28. Mai 2008
Von Sarah Cramer
Mit zunehmendem Alter wird auch unsere Haut immer reifer, wie es so schön ausgedrückt wird. Neben äußeren Einflüssen wie Stress, Schadstoffen in der Luft, Rauchen und vor allem Sonneneinstrahlung, ist schlicht und einfach Mutter Natur für den Alterungsprozess unserer Haut verantwortlich.

Es ist von der Natur nun einfach vorgesehen, dass die Haut zusammen mit dem Rest unseres Körpers altert. Dagegen ist nicht viel auszurichten und sollte einfach akzeptiert werden. Um dem vorschnellen bzw. schnell fortschreitenden Alterungsprozess unserer Haut entgegenzuwirken können wir allerdings versuchen, die äußeren Einflüsse so gering wie möglich zu halten.
Ein wenig Pflege wird unsere Haut sicherlich auch dankbar annehmen. Allerdings sollte man es hierbei auch nicht übertreiben. Einige Leute meinen es einfach zu gut mit ihrer Haut und überpflegen sie regelrecht.
Von Produkten für reife Haut sollte man sich zudem nicht allzu viel versprechen.
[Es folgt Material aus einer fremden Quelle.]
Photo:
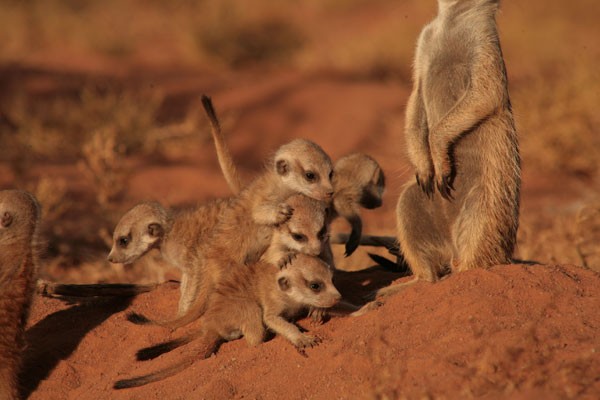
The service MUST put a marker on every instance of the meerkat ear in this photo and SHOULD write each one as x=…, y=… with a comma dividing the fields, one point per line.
x=6, y=220
x=155, y=230
x=282, y=167
x=284, y=283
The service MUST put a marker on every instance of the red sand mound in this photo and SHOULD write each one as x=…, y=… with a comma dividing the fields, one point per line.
x=518, y=331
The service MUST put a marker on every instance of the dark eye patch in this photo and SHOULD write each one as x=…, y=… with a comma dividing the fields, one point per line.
x=311, y=176
x=298, y=237
x=316, y=286
x=123, y=241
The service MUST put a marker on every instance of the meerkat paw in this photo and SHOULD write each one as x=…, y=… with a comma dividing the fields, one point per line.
x=317, y=315
x=303, y=341
x=284, y=213
x=425, y=182
x=444, y=181
x=373, y=305
x=445, y=186
x=287, y=259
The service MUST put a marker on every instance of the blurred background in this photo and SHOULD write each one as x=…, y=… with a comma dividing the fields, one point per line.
x=99, y=109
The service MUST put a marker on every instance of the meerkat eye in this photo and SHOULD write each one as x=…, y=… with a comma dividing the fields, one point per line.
x=322, y=233
x=298, y=237
x=123, y=241
x=310, y=176
x=316, y=286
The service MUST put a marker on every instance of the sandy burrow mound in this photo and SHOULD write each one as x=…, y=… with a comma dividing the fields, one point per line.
x=510, y=331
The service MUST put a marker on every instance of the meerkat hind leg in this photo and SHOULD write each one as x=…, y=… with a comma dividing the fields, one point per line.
x=422, y=242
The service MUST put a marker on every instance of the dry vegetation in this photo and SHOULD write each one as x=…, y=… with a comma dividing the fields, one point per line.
x=102, y=122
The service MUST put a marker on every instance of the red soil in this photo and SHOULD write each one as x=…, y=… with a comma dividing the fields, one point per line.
x=518, y=331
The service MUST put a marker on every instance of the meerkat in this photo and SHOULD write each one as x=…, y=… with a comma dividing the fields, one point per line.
x=223, y=155
x=358, y=181
x=19, y=216
x=463, y=210
x=245, y=228
x=177, y=235
x=248, y=300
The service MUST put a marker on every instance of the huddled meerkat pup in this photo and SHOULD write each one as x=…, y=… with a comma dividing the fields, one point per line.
x=358, y=180
x=305, y=232
x=245, y=228
x=19, y=215
x=463, y=211
x=245, y=302
x=178, y=236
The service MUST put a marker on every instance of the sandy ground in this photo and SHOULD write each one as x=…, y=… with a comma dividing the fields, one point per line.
x=513, y=331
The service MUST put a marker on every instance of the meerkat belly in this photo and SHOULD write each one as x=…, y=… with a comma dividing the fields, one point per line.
x=446, y=80
x=259, y=243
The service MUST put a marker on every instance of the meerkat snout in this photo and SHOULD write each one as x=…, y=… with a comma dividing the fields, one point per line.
x=141, y=229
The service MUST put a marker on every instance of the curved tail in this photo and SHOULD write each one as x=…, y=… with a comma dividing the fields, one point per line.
x=213, y=343
x=225, y=160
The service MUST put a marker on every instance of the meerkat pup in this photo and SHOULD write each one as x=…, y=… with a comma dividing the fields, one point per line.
x=462, y=141
x=358, y=180
x=178, y=236
x=248, y=301
x=245, y=227
x=305, y=232
x=19, y=215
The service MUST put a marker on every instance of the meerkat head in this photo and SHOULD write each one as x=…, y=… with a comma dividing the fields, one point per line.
x=141, y=229
x=19, y=213
x=360, y=175
x=304, y=167
x=307, y=229
x=308, y=281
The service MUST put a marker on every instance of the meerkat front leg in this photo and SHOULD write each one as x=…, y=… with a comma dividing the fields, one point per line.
x=483, y=97
x=290, y=331
x=267, y=214
x=417, y=142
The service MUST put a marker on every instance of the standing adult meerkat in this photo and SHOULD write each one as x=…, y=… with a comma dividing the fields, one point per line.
x=19, y=215
x=463, y=211
x=248, y=301
x=358, y=180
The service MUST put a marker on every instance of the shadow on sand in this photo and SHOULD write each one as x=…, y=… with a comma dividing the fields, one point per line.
x=55, y=337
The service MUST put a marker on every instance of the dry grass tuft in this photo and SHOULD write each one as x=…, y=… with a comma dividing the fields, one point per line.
x=102, y=163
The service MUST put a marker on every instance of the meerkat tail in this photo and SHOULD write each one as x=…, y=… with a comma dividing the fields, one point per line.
x=149, y=353
x=155, y=376
x=213, y=344
x=355, y=234
x=52, y=289
x=389, y=242
x=225, y=159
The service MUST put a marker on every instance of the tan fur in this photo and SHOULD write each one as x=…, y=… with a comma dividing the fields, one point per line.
x=178, y=236
x=245, y=228
x=248, y=300
x=461, y=138
x=19, y=215
x=358, y=181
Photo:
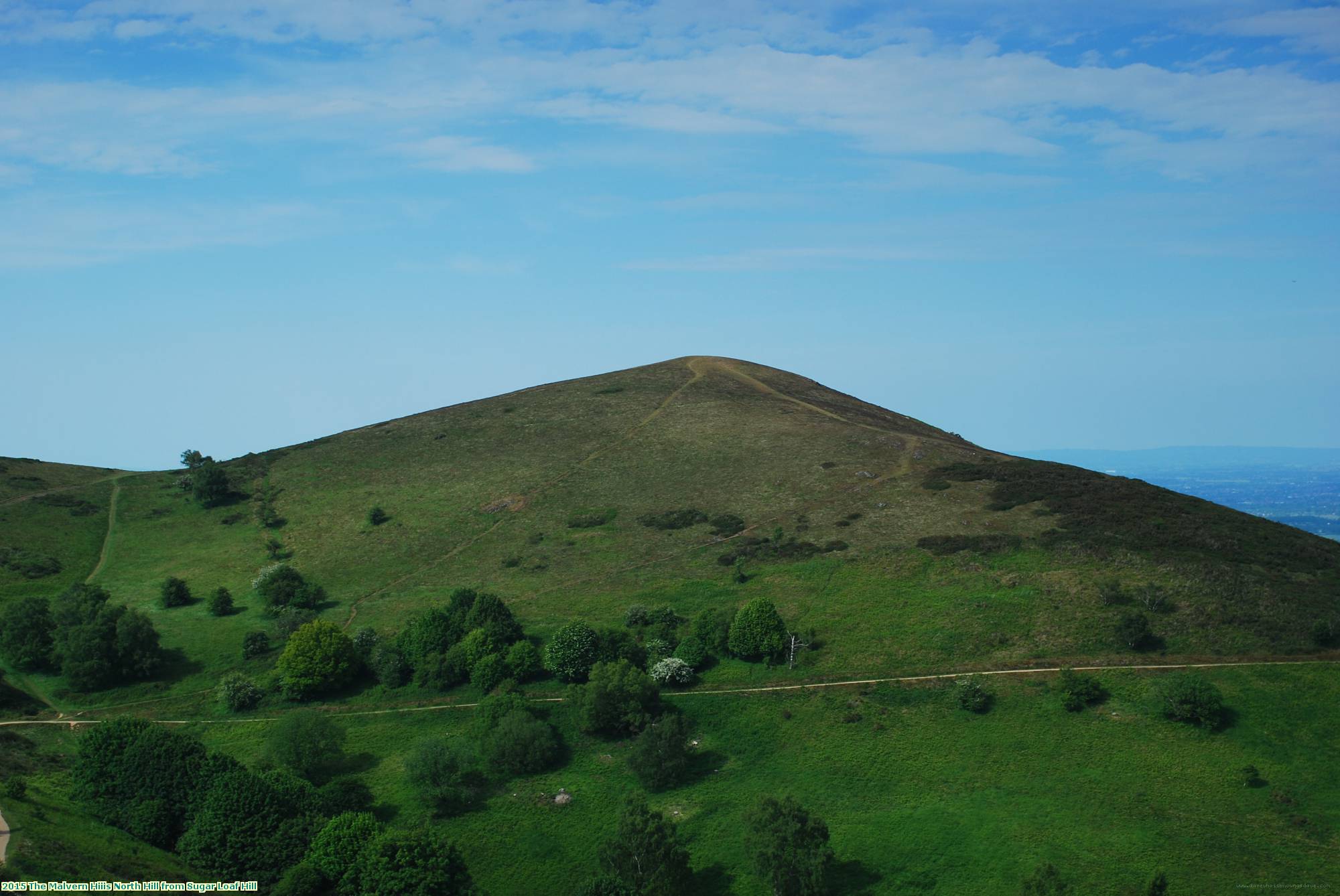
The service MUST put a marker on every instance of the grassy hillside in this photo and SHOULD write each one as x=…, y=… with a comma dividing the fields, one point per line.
x=904, y=547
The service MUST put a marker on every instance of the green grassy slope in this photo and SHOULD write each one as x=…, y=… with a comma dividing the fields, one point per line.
x=482, y=495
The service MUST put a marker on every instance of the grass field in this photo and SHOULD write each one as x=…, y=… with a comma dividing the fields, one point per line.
x=920, y=796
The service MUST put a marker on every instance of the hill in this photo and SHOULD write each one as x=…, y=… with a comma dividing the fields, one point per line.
x=897, y=548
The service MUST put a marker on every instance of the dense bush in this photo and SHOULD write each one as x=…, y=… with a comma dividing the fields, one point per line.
x=442, y=772
x=255, y=645
x=645, y=854
x=692, y=652
x=222, y=602
x=1134, y=633
x=523, y=661
x=282, y=586
x=789, y=847
x=660, y=756
x=306, y=743
x=673, y=519
x=174, y=594
x=1188, y=697
x=1078, y=690
x=620, y=698
x=758, y=631
x=971, y=696
x=318, y=658
x=239, y=693
x=521, y=744
x=572, y=653
x=26, y=634
x=672, y=672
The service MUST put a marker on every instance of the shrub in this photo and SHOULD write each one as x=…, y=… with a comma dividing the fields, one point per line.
x=1078, y=690
x=789, y=847
x=255, y=645
x=660, y=756
x=692, y=652
x=488, y=673
x=442, y=773
x=673, y=519
x=758, y=631
x=1188, y=697
x=174, y=593
x=618, y=700
x=318, y=658
x=337, y=846
x=239, y=693
x=1134, y=633
x=971, y=696
x=222, y=602
x=523, y=661
x=521, y=744
x=572, y=653
x=672, y=672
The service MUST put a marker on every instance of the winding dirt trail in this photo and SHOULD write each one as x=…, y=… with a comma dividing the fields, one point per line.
x=770, y=689
x=112, y=524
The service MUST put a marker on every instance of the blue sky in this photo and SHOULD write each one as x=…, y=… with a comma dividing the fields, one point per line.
x=239, y=226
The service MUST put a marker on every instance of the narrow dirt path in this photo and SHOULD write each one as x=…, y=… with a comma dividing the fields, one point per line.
x=74, y=723
x=112, y=524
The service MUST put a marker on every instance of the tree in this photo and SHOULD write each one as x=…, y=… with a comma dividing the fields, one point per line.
x=714, y=629
x=413, y=863
x=758, y=631
x=337, y=846
x=523, y=661
x=308, y=743
x=239, y=693
x=692, y=652
x=660, y=756
x=1133, y=630
x=521, y=744
x=572, y=653
x=1046, y=882
x=1078, y=690
x=620, y=698
x=790, y=847
x=222, y=602
x=210, y=484
x=255, y=645
x=26, y=634
x=442, y=773
x=318, y=658
x=1188, y=697
x=672, y=672
x=645, y=855
x=971, y=694
x=174, y=594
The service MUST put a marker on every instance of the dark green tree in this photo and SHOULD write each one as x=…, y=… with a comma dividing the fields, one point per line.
x=320, y=658
x=210, y=484
x=26, y=634
x=660, y=756
x=620, y=698
x=572, y=653
x=416, y=863
x=758, y=631
x=174, y=594
x=308, y=743
x=645, y=855
x=222, y=602
x=789, y=847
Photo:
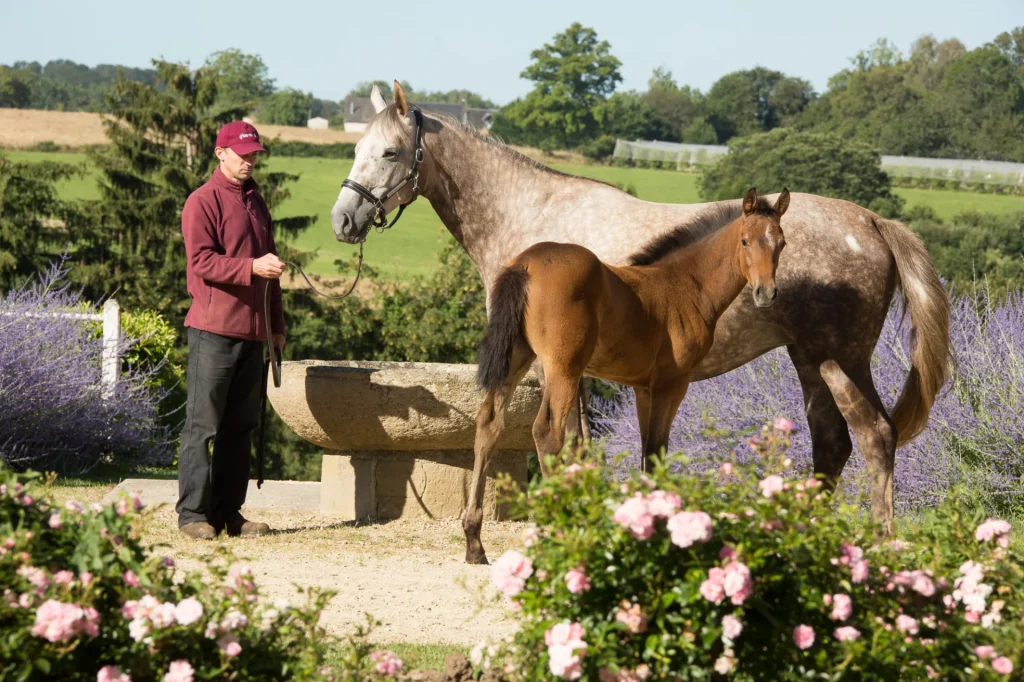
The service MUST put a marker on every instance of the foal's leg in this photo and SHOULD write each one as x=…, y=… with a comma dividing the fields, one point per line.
x=665, y=401
x=858, y=400
x=830, y=443
x=549, y=427
x=643, y=416
x=489, y=424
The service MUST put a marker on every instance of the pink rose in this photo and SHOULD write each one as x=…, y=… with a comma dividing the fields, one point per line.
x=1003, y=666
x=688, y=527
x=803, y=637
x=731, y=627
x=565, y=649
x=713, y=589
x=577, y=581
x=906, y=624
x=663, y=504
x=993, y=529
x=737, y=583
x=842, y=607
x=509, y=573
x=187, y=611
x=858, y=571
x=635, y=620
x=179, y=671
x=771, y=484
x=112, y=674
x=635, y=515
x=847, y=634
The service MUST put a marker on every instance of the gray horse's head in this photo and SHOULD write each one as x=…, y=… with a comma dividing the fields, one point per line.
x=384, y=158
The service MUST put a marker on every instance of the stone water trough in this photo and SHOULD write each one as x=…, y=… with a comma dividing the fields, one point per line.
x=397, y=437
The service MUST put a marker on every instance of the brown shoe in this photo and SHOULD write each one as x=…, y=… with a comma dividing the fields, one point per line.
x=199, y=530
x=239, y=526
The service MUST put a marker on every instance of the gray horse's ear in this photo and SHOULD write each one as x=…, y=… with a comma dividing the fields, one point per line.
x=399, y=99
x=377, y=99
x=750, y=201
x=782, y=202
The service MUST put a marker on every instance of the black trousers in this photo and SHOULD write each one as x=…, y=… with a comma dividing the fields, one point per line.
x=224, y=379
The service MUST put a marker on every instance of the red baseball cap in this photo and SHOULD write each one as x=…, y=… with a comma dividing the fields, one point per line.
x=241, y=137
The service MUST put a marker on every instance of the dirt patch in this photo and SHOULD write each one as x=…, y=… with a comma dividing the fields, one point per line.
x=410, y=576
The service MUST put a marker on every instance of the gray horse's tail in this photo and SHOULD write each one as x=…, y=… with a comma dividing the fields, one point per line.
x=927, y=301
x=504, y=328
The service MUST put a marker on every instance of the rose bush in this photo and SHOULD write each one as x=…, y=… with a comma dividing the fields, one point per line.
x=83, y=600
x=751, y=571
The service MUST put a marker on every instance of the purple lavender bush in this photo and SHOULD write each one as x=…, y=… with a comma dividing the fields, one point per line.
x=973, y=443
x=54, y=416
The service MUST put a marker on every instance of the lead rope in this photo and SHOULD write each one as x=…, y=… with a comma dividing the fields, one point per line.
x=273, y=359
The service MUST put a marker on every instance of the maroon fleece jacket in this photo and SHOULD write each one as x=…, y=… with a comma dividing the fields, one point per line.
x=226, y=225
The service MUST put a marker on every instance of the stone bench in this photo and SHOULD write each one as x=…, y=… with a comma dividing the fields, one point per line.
x=397, y=437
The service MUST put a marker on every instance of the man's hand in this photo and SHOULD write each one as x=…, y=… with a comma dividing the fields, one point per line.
x=268, y=266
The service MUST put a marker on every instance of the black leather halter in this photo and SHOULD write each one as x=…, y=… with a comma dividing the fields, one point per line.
x=380, y=219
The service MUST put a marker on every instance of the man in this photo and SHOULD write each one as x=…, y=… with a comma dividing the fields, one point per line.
x=231, y=257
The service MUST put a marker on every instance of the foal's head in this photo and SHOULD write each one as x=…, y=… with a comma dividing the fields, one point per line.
x=761, y=243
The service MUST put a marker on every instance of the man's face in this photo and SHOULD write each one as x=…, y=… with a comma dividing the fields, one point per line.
x=235, y=166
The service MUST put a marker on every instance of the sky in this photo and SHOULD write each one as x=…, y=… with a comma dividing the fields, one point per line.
x=327, y=47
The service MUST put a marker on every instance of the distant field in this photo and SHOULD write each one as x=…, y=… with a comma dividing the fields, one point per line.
x=410, y=248
x=24, y=128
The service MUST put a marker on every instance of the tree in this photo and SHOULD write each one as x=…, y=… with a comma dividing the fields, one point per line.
x=816, y=163
x=930, y=59
x=985, y=97
x=161, y=150
x=879, y=107
x=678, y=108
x=287, y=108
x=628, y=115
x=572, y=75
x=33, y=218
x=15, y=87
x=755, y=100
x=244, y=79
x=1011, y=43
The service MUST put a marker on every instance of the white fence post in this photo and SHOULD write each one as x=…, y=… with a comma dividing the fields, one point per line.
x=112, y=337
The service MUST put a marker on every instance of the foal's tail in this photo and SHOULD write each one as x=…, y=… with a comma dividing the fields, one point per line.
x=504, y=327
x=926, y=299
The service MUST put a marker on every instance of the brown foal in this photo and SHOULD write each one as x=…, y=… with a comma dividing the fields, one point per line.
x=646, y=326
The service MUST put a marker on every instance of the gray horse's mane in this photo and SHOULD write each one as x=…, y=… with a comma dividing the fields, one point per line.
x=393, y=124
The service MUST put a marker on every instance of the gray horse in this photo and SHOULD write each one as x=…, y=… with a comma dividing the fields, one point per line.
x=837, y=276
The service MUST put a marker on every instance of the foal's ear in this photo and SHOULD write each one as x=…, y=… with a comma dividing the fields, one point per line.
x=399, y=99
x=782, y=202
x=750, y=201
x=377, y=99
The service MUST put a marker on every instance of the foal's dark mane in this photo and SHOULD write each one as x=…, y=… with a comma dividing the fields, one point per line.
x=716, y=217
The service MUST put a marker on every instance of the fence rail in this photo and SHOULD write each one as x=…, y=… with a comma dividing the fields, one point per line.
x=111, y=316
x=964, y=170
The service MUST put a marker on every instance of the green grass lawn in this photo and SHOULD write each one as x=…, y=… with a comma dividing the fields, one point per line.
x=410, y=248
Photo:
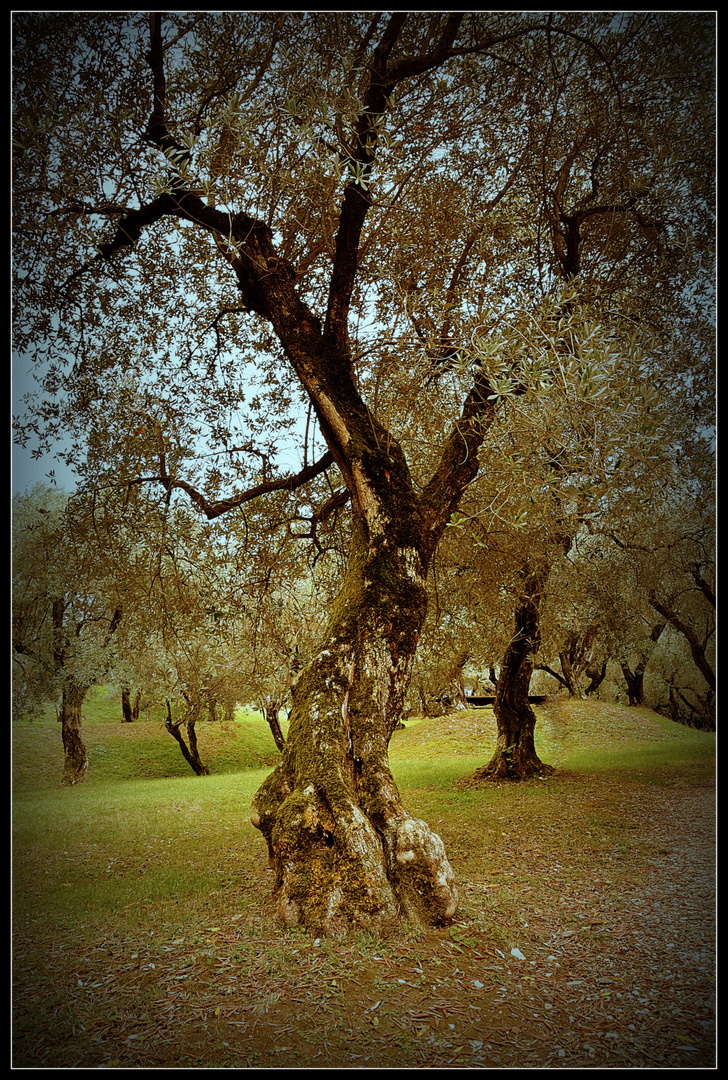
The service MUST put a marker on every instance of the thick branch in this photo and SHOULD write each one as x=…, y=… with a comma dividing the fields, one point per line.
x=212, y=510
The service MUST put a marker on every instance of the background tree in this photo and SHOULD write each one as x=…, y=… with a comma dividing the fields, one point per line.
x=349, y=198
x=65, y=612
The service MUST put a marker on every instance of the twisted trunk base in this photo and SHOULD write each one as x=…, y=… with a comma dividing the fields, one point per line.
x=76, y=760
x=346, y=854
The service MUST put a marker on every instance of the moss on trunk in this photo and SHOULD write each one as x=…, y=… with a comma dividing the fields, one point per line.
x=346, y=853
Den Prozess der Hautalterung kann man nun mal nicht mal eben ab dem 35. Lebensjahr anhalten. Im höheren Alter wird die Haut nicht mehr so stark durchblutet wie früher. Dadurch gelangt weniger Sauerstoff in die Hautzellen. Die Haut wird zudem dünner und somit anfälliger und trocknet leicht aus. Einige Menschen über 50 Jahren leiden sogar über permanent stark trockener Haut. Trockene Haut ist nicht nur eine Sache der Ästhetik sondern kann zu Juckreiz und Reizungen führen. Deshalb sollte stark trockene Haut nicht unbehandelt werden. Wer unter trockener Haut leidet sollte langes und vor allem heißes Duschen vermeiden, da es die Austrocknung der Haut begünstigt. Zudem sollten nur milde und im besten Fall auch seifenfreie Reinigungsprodukte verwendet werden, die eine rückfettende Fähigkeit haben. Regelmäßiges Eincremen der Haut ist selbstverständlich auch wichtig.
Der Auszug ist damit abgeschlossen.